The comparison to BMW's controversial M car is warranted because, as Autocar reports, this unnamed SUV won't be based on an existing Mercedes-Benz model, like all of the sub-brand's hot SUVs have been to date. It will be entirely its own thing, with dimensions comparable to the XM. The Bimmer crushes the scales at more than 6,000 pounds, so it's fortunate, then, that AMG is said to be targeting 1,000 brake horsepower (986 hp) to ensure it moves like it weighs a whole lot less.

Mercedes-AMG GLE 53 4MATIC+ Coupe, at left, and GLE 63 S 4MATIC+ SUV. Mercedes-Benz

Key to that power delivery will be axial flux electric motors, like those on mild-hybrid supercars like the Ferrari 296 GTB and McLaren Artura. Both employ motors from a company called YASA, a pioneer in commercializing the technology, and wouldn't you know YASA was acquired by Merc three years ago. In whatever sense the Silver Arrows super SUV uses them, you can be sure it'll be a cutting-edge implementation. Axial flux motors are especially power dense for their size—YASA says one of its 52-lb motors can churn up to 473 hp and 590 lb-ft of torque—and they'll further benefit from the 800-volt architecture built into the company's next-gen AMG.EA platform.

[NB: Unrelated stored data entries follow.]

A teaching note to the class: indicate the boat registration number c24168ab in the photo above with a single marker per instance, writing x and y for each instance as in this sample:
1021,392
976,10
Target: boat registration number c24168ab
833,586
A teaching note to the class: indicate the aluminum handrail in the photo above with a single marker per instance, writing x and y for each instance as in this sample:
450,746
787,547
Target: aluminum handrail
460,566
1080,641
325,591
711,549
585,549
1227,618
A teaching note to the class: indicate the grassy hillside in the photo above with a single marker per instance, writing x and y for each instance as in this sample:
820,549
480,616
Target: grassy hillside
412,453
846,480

Toss in four-wheel steering and state-of-the-art torque vectoring, and it's quite obvious why Mercedes is said to believe in the project's potential. And here's my potentially controversial take—so do I, provided the final product matches the on-paper premise.

Does the world need another six-figure SUV that can dance on the track? Of course not, but whereas I might've rolled my eyes at such a proposition a few weeks ago, I recently sampled a BMW X5 M Competition for a week. I hesitate to give too much away because a review is coming, but listen—these huge people-movers and grocery-getters with huge power will absolutely surprise you.

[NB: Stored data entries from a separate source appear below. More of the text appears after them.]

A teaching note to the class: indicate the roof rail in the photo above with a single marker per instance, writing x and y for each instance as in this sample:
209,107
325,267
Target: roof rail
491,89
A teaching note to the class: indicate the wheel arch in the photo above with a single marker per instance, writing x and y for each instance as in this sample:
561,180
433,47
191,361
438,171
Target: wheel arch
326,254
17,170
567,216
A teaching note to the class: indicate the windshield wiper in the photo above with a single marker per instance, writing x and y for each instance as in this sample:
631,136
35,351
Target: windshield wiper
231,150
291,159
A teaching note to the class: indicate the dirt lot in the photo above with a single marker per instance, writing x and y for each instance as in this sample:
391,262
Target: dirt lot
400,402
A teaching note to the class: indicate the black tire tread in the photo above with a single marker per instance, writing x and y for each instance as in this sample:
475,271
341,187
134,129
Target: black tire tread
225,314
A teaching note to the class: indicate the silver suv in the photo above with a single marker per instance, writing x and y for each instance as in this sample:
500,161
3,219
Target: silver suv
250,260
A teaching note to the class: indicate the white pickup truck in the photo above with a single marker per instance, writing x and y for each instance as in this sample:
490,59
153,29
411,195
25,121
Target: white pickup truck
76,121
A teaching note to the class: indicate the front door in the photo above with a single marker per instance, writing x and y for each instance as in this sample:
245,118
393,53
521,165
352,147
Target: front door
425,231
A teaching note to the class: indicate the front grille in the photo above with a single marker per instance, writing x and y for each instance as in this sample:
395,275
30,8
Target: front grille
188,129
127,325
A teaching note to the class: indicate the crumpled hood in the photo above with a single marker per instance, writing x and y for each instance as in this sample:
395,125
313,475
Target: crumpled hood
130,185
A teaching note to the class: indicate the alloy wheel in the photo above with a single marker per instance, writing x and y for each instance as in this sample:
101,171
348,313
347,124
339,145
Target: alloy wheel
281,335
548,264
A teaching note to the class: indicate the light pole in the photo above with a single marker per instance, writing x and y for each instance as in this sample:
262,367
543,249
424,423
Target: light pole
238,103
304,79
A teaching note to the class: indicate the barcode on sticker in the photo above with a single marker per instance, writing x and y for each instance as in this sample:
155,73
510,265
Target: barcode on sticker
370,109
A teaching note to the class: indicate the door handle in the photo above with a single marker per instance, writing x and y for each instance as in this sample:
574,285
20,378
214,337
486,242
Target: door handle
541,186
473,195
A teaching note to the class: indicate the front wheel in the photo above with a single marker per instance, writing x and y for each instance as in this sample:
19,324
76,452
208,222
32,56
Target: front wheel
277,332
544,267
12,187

You expect them to lumber and roll, to overwhelm them the moment you ask for more agility than they're primed to give. At least in the X5 M's case, it simply doesn't happen. They're legitimate supercars, and if I'm saying that about a "traditional" ICE vehicle like the twin-turbo V8-powered Bimmer, then I expect to be utterly baffled by whatever Merc ends up bringing to market, with instant torque and 60% more power.

So yeah, let's see what they've got. So long as the SUVs don't entirely replace sleeker two- and four-door options with their lower centers of gravity, I won't mind. The more AMGs, the merrier.